Working with data in Google Sheets

Pivot tables recap

Start with the Washington Post shootings data once more

We’ve summarized the total number of incidents per state already, right?

starting a pivot table

This was by selecting Group by: state under the Rows section on the right and by selecting Summarize by: COUNTA under Values.

report editor selection

Well, let’s go a bit deeper.

Pivot tables with rows and columns

There are other categories in the Report Editor on the right that we haven’t used yet: Columns and Filter.

At the moment, with just Rows and Values filled out, we’re looking at just two dimensions of data.

But we can add another dimension by filling out the second category, Columns.

Let’s do that. Let’s click Add Field in Columns and pull down to select race.

selecting a column factor

Now we’ve added the extra factor of race into this summary.

We have both total overall incidents by state and total by race by state (Letters stand for race, A is Asian, B is Black, etc).

selecting a column factor results

It’s a three dimensional data set now.

Note: Pivot tables are very powerful in summarizing and finding answers from data sets. Play around with the combination of factors you put in Rows and Columns and Values. You can put in more than one on each to get different subsetted values.

Sorting the data this way can answer the question:

In which state do Hispanics get shot most often compared to others?

We need to do some math on these results to break it down by percent.

We can’t do math in this current pivot sheet.

The data needs to be copied into another sheet so the data can be wrangled.
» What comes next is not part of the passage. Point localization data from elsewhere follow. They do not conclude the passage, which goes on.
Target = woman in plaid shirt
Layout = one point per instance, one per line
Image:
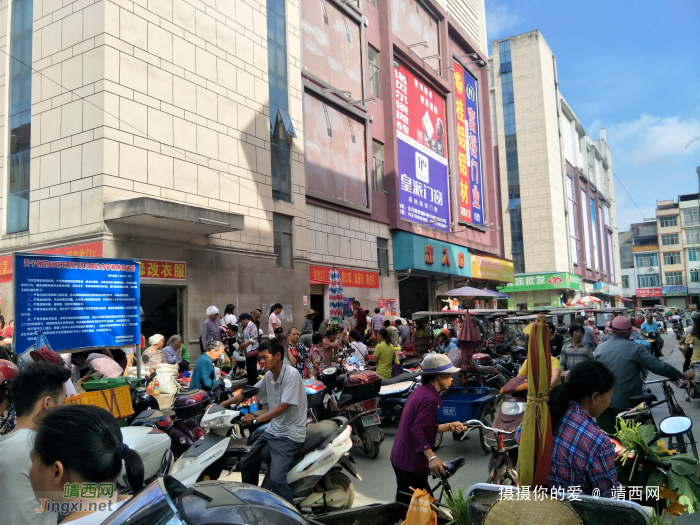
(582, 455)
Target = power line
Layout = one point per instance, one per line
(172, 148)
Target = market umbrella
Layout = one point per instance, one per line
(585, 300)
(467, 337)
(335, 292)
(534, 459)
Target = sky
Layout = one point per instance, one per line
(633, 68)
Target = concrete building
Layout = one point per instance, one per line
(145, 132)
(560, 223)
(380, 132)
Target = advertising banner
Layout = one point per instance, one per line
(649, 292)
(421, 151)
(349, 278)
(163, 270)
(76, 302)
(387, 306)
(543, 281)
(471, 197)
(491, 268)
(90, 249)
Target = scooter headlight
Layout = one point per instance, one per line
(512, 408)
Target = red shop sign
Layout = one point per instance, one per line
(649, 292)
(349, 278)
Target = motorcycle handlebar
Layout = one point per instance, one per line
(476, 423)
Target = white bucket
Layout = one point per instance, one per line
(167, 376)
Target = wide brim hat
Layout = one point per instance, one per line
(438, 364)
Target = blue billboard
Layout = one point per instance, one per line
(76, 302)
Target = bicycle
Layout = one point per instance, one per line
(642, 413)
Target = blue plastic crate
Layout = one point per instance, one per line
(459, 404)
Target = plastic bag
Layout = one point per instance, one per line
(420, 512)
Select the cells and copy it (command + c or ctrl+c) and hit the + button on the bottom left to create a new sheet within the data you already have.

new sheet

Click the name Sheet 3 and rename it Percent by race since that’s what we’re going to be doing with the data.

new sheet name

Important note about pasting: You can’t just copy and paste data without sometimes picking odd formating and code behind that data. When transforming data, it’s good practice to strip that out by being sure to right+click and select Paste values only.

Ok, Paste values only the pivot table data into the Percent by race sheet.

paste values only

It should look like this.

new sheet name

Notice how the format is slightly different?

Alright, let’s clean up the column names now.

Label the first blank column State and the second blank column Not.identified.

Replace the single letters for races (A is Asian, B is Black, H is Hispanic, N is for Native American, O is for Other Pacific, and W is for White)

change column names

Deleting a row

We need to clear the second row because there’s blank data there.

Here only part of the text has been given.